An example limitation of a medical advice put forwards by the European competent authority in this area would be a plaster containing capsaicin from Capsici fructus to deliver a health and pain killing effect.
In this example the Capsaicin would not be considered as wholly delivering an effect by only physical means rather than pharmacological means. As such it would not be considered as a medical device as would say the fat binding effects of dried leaves of prickly pear cactus Opuntia ficus-indica.
We note health claims on traditional food stuffs that are considered medical devices for weight control have been challenged and defended: https://www.asa.org.uk/Rulings/Adjudications/2013/4/Omega-Pharma-Ltd/SHP_ADJ_209230.aspx#.Vm7otoQsX_c
And in other cases such challenges have not been defended:
Potential Issues for foods disguised as medical devices
If a product was to achieve a medical device listing they will need to demonstrate conformity with the regulation specifically in relation to clinical data demonstrating its action is by physical rather than pharmacological, immunological or metabolic means. Furthermore, it must be ancillary (support main actions) to the physical action of the herbal device.
As such additional obstacles exist on ingredients they may also be considered as medical devices i.e. do you own the IP rights for said ingredient when making X claim of effect or even in relation to the ingredients composition (method of manufacturer)? Have you enough data to substantiate the effect – data that demonstrates a primary physical and not pharmacological, immunological or metabolic means?
These are also issues that are to be addressed when considering health claims applications for ordinary foodstuffs but in addition for medical devices you have additional obligations such safety assessments of the product during the clinical trials and post market surveillance, manufacturing quality assurance etc.
As such getting a registration alone may require the generation of new study data to confirm the mechanism of action is physical, the ingredient is safe and also ensuring the manufacturing quality is to a very high standard.
Some of the concerns laying further down the line are what happens if said ingredient has a clinical study demonstrating its primary (not ancillary) effect as that stated for the registered medical device is delivered by pharmacological, immunological or metabolic action rather than physical? Can the medical device status be challenged? What would be the effect – loss of claims as they would only be possible under health claims regulation or as a medicine.
We already see some products being stripped of Medical device status in light of the health claims regulation http://www.nutraingredients.com/Regulation-Policy/French-cranberry-medical-device-status-stripped and the Commission has given its views that such devices should be registered as ordinary medicines http://www.europarl.europa.eu/sides/getAllAnswers.do?reference=P-2014-002555&language=EN
So despite all the hype over the MDD as being a gap/loophole its one that bears its own risk from an intellectual property standpoint and also its clearly not an area that’s future proofed for business longevity with the EC working towards the removal of products taken orally in all but the rarest of cases.

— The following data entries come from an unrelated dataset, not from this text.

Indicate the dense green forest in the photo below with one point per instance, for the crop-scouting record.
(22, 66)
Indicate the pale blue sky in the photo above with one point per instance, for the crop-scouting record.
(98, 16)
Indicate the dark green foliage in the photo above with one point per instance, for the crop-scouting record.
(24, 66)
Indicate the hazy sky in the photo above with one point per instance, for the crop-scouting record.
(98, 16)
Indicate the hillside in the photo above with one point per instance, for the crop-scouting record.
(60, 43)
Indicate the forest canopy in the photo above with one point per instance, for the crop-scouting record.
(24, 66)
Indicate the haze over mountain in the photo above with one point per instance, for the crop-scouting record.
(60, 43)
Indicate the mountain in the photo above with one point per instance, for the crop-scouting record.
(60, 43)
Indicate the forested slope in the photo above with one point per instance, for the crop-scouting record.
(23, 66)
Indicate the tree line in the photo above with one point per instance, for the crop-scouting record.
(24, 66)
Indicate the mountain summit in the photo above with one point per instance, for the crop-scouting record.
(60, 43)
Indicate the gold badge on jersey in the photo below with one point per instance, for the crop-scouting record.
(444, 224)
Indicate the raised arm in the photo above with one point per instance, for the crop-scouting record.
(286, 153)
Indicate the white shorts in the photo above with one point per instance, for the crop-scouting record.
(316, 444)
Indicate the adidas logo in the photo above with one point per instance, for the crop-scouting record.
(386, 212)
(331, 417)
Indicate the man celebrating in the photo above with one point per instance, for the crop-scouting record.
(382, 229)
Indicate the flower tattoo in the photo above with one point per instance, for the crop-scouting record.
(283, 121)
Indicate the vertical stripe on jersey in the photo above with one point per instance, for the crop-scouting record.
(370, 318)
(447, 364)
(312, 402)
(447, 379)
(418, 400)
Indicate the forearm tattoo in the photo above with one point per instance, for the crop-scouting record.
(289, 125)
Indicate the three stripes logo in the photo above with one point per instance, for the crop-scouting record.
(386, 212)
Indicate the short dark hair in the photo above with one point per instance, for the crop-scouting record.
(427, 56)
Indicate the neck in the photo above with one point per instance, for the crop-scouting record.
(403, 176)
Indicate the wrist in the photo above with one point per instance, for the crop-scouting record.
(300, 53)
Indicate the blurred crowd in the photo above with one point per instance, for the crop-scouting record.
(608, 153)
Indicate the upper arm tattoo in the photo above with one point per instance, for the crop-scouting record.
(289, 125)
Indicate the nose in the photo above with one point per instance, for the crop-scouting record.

Similarly, success in one Member State as a medical device does not mean it will achieve similar status in another. The potential issues over mutual recognition are not to be sniffed at, as the category is often borderline between device and food supplement. Unlike the case law related to medicines and food supplements that related to foods and medical devices is less so and may result in less legal certainty and expense during a challenge before the courts. This again can impact any EU wide distribution strategy and potentially damage to the brand.